Something isn’t open-source because you get everything that went into making it. Something is open-source if you can change it (relatively) easily. The GPL and open-source definition both refer to “the preferred form for making modifications”. The preferred form for modification in the Nvidia driver’s case is the source code. The preferred form for modification in this case is the weights.
Open-source as a concept doesn’t really correspond well with LLMs but to the extent that it does, access to the training data is not required because that training data is not the preferred form for making modifications.
> that training data is not the preferred form for making modifications.
I definitely disagree with this.
Yes, you can do some SFT fine tuning on an existing model, but if you want to make specific, substantial, targeted changes (less safety? better performance on math and code at the expense of general knowledge?), your best bet is to change the training mixture, and for that you need the original datasets.
Preferred by whom? Sharing models isn't open source, and we're just going to have to keep having this argument.
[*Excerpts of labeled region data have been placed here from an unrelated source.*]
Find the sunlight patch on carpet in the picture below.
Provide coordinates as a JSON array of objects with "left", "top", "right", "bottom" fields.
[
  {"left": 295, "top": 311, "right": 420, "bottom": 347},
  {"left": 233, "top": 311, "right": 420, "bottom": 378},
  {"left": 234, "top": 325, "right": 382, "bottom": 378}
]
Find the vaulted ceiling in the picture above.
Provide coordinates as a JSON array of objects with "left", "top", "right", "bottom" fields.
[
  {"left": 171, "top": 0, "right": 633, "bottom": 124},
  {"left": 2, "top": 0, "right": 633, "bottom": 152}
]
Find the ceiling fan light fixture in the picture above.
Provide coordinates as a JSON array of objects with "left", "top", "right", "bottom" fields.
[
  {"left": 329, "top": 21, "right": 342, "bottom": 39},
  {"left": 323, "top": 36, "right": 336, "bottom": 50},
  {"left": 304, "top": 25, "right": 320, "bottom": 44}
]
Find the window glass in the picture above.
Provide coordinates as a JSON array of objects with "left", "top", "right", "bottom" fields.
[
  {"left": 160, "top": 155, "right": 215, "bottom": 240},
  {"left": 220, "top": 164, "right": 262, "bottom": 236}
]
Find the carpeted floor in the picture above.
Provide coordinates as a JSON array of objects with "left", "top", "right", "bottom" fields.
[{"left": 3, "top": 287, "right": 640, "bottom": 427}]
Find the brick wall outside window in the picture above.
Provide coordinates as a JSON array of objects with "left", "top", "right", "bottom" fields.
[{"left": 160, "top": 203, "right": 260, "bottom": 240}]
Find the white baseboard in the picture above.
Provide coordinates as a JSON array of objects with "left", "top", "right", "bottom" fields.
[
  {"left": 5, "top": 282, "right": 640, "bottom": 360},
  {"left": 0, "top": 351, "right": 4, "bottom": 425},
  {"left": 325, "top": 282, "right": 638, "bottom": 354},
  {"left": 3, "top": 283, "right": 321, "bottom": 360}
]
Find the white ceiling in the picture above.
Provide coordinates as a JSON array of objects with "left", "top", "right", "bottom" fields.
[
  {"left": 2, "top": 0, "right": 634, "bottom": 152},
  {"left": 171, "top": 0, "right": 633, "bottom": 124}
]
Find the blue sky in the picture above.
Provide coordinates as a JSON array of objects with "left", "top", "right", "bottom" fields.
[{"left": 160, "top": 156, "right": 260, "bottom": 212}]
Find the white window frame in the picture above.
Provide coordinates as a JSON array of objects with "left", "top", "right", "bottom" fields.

Letting us download the model is a very nice thing for Facebook to do, but you don't get to call it open source if you're not showing us the source! Explicitly, if we can't see the forced alignment, where the model gets its refusal to talk about Tiananmen Square or how to make meth or it The Information is a reputable news source, then it's not open. The preferred form of modification is to take the data, and train it. That some people have been able to take the model and tweak it, doesn't make it preferable.